The answer is yes, but only if you write an amazing “Introduction”!
Most readers of scientific research papers learn about your paper by seeing the citation and title first, and then reading your “Abstract”. They read the Abstract to see how closely the paper matches their topic of interest. If you are like me, you also try to assess whether the research is conducted using solid research methods and the conclusions seem substantial and important.
Once a reader likes the Abstract, potential readers may download your research paper. Whether they actually read the paper depends on the Introduction. To get your research paper read, you will need to impress the reader by crafting an intriguing article that tells a good story and makes the case that the story is compelling and critically important; however, writers of biological research should avoid overstating any social justifications. Of course, not all data can be described as a “good story”, but an artful Introduction will make the very best story about the dataset. In a way, the Introduction can be used to “sell” the idea your paper is worth the time to read.
The purpose of the Introduction is to contextualize your research. This describes the situation and concepts that surround your topic and develops the research theory on which your study is based. An Introduction is used to explain the rationale for the research and prepare the reader for the rest of paper. A good Introduction should explain the purpose of the research, while helping the reader understand the relevant past research and background. It should also set the reader up to look forward to learning the results because they appear interesting and widely meaningful It should also state exactly what you intend to add to what is known about the topic. The Introduction also points out the weaknesses of a theory and how your work is intended to strengthen or refute it.
The Introduction should lead the reader through a sequence and conclude with a purpose that links back to the rationale. Start by presenting the topic in a broad or general context that any audience would understand. Later the author should funnel or narrow the focus to a specific need or question that they want to answer. Phrase the question in biological terms and describe why answering this question is so vitally important. Your background should lead the reader directly to a hypothesis that contains a hint of your treatments and variables to measure. Hypotheses should relate almost directly to the theory you developed and described as part of the context.

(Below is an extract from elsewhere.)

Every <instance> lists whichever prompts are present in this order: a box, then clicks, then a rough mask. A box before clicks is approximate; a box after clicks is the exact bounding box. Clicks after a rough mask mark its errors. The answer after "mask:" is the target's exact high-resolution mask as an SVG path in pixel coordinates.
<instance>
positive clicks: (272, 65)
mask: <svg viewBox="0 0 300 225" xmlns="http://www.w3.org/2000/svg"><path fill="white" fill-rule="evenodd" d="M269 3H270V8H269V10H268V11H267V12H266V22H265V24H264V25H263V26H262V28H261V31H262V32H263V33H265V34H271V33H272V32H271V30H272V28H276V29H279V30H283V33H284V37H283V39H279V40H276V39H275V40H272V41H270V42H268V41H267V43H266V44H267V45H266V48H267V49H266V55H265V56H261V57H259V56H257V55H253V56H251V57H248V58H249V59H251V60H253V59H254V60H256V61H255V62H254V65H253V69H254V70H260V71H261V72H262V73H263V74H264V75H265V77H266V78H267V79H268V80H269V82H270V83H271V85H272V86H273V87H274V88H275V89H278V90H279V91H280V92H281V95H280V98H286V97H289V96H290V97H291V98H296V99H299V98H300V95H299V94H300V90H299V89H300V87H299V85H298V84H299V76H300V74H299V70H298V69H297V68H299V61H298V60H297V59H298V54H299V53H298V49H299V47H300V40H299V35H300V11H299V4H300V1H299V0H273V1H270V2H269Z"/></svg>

Most researchers spend years and even decades conducting research on a particular topic. Whatever excited and sparked you enough to spend years on a research project should be conveyed to the reader so they have the same level of enthusiasm for reading it. We are in the age of information and everyone has access to it. You will need to write a compelling story using your data and the Introduction determines if a reader is going to keep reading. To get your scientific papers read, you will not only need remarkable studies, but you will need to write them in an interesting way. The Introduction should be used to set the stage for readers to be amazed!!